"Non ce la faccio più, ti prego smettila!" Urlai con le lacrime agli occhi. "Non la smetterò fino a quando non mi chiederai scusa, piccola stronzetta" rise lui continuando a farmi il solletico. "Mai!" Urlai continuando a dimenarmi sotto le sue dita che non avevano intenzione di smettere di solleticarmi la pelle. Andava sempre così. Io che gli facevo qualche scherzo, piccolo, innocente scherzo, e lui che mi puniva con il solletico. Stanca di quella situazione diedi uno strattone più forte al suo braccio, continuando a ridere, e capovolsi la situazione incontrando due occhi verdi simili ai miei che mi fissavano divertiti. "Di... di che colore sono?" Mi chiese ad un certo punto lui. "Che cosa? " chiesi io confusa. "I tuoi occhi. Sono... verdi-azzuri, gialli!?" Lo guardai e con una sorriso risposi "Non ne ho idea, forse dipende dal tempo!" Continuò a fissarmi, ed in quel momento mi sentii tremendamente in imbarazzo, tanto che sentii le mie guance scaldarsi all'improvviso. Lui sembrò accorgersene e... "Sei arrossita! Sei arrossita, ce l'ho fatta! Ho fatto arrossire Jamiline Alice Maguire signore e signori!" Urlò con una finta faccia sconvolta e il suo solito maledetto sorrisetto sul volto. Mi finsi offesa e cercai di sferrargli un pugno più o meno forte, quando però lui mi bloccò il polso. "Sono stupendi comunque. I... I tuoi occhi" disse con un espressione stranamente dolce. "Beh grazie, ma sappi che i tuoi non sono da meno" dissi osservando i suoi smeraldi che riprendevano perfettamente il verde del parco in cui ci trovavamo. Sono sempre stata una persona diretta, che non si fa problemi a dire le cose, e a giudicare dal suo sorriso in quel momento, dovevo aver detto la cosa giusta. "Ma ciò non ti porta ad astenerti dalla punizione" disse riprendendo a farmi il solletico.
Un volto tremendamente familiare mi fissa sorpreso mentre cerco di rialzarmi velocemente. Due occhi smeraldo mi studiano in ogni piccolo e minimo dettaglio, con uno sguardo indifferente ormai, quasi accigliato, del tutto diverso da quello acceso e brillante che ricordavo.
"Ciao" dice Brian con voce atona.
"Ciao" rispondo io falsamente indifferente. Era troppo tempo che non lo vedevo ormai, e un turbine di emozioni mi sta letteralmente travolgendo lo stomaco, la gola, le viscere.
Tutto deve sembrare normale, però, la mia mente ripete.
È passato, mi ricorda nuovamente.
È cambiato, ha un cappello a cuffia nero che copre i suoi boccoli scuri con la calda lana, una maglietta nera e dei pantaloni e vans dello stesso colore. Per completare il tutto non poteva di certo mancare un giacchetto di pelle.
Nero, anche quello.
Non manca di certo un piercing sul labbro inferiore.
Non è da lui.
Dopo un po' distolgo lo sguardo, con la paura di sembrare una perfetta imbecille che fissa la gente alle 7:30 del mattino, e torno ad incrociare il mio sguardo con i suoi occhi, nel silenzio e nel leggero imbarazzo.

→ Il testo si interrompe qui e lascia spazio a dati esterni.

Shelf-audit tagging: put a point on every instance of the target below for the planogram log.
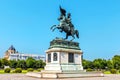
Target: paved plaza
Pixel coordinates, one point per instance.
(24, 77)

Verdi. Dannatamente verdi.
"Ci si vede" mormora quasi infastidito, come se tutte quelle emozioni avessero travolto anche lui.
Rimango li ferma a cercare di realizzare, quando il rumore di un motore mi fa voltare di scatto.
"Merda l'autobus!" Imprecai, vedendolo allontanarsi.
Bene, avevo perso anche l'autobus.
Vaffanculo al verde.
Vaffanculo al verde di Brian William Foreson.